Da un piccolo studio condotto nel comune di Chelsea, alla periferia di Boston, emerge la più consistente presenza di anticorpi riscontrata finora. Visto l’elevato numero di pazienti affetti da covid-19 provenienti da Chelsea, i patologi del Massachusetts general hospital (Mgh) John Iafrate e Vivek Naranbhai hanno rapidamente organizzato uno studio sierologico locale. Per due giorni si sono posizionati a un incrocio e hanno raccolto i campioni di duecento passanti. Hanno subito analizzato i campioni e hanno condiviso i risultati con un giornalista del Boston Globe. I positivi erano 63, ovvero il 31,5 per cento del totale.
Sull’operazione, però, aleggiano forti perplessità. I ricercatori hanno usato un test il cui produttore, BioMedomics, dichiara una specificità di appena il 90 per cento, anche se Iafrate sostiene che i test di validazione dell’Mgh abbiano riscontrato una specificità superiore al 99,5 per cento. Inoltre i passanti fermati per strada “non sono un campione rappresentativo”, ammette Naranbhai.

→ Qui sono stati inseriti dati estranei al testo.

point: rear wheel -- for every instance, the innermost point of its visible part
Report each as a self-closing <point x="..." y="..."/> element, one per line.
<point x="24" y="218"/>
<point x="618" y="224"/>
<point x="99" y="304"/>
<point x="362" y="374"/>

I due patologi riferiscono di aver presentato un articolo scientifico a una rivista specializzata e spiegano di aver anticipato i dati al Boston Globe perché “la situazione di emergenza a Chelsea giustificava la diffusione delle informazioni”. I ricercatori di Boston, comunque, non ritengono che le restrizioni andrebbero eliminate. Al contrario, sottolineano che a Chelsea sono necessarie ulteriori misure di contenimento per arrestare la diffusione del virus all’interno della comunità e più in generale nell’area di Boston.
Secondo Michael Osterholm, esperto di malattie infettive dell’università del Minnesota Twin Cities, le misure di controllo dovranno essere mantenute a lungo per evitare il sovraccarico degli ospedali, e questo anche se gli studi sugli anticorpi indicassero un tasso di mortalità ben al di sotto dell’1 per cento. “I dati sulla sieroprevalenza non fanno che confermare la portata di questa sfida, e i risultati [di questi studi] dimostrano quanto sia difficile vincerla”.
(Traduzione di Andrea Sparacino)
Questo articolo è uscito sulla rivista scientifica statunitense Science.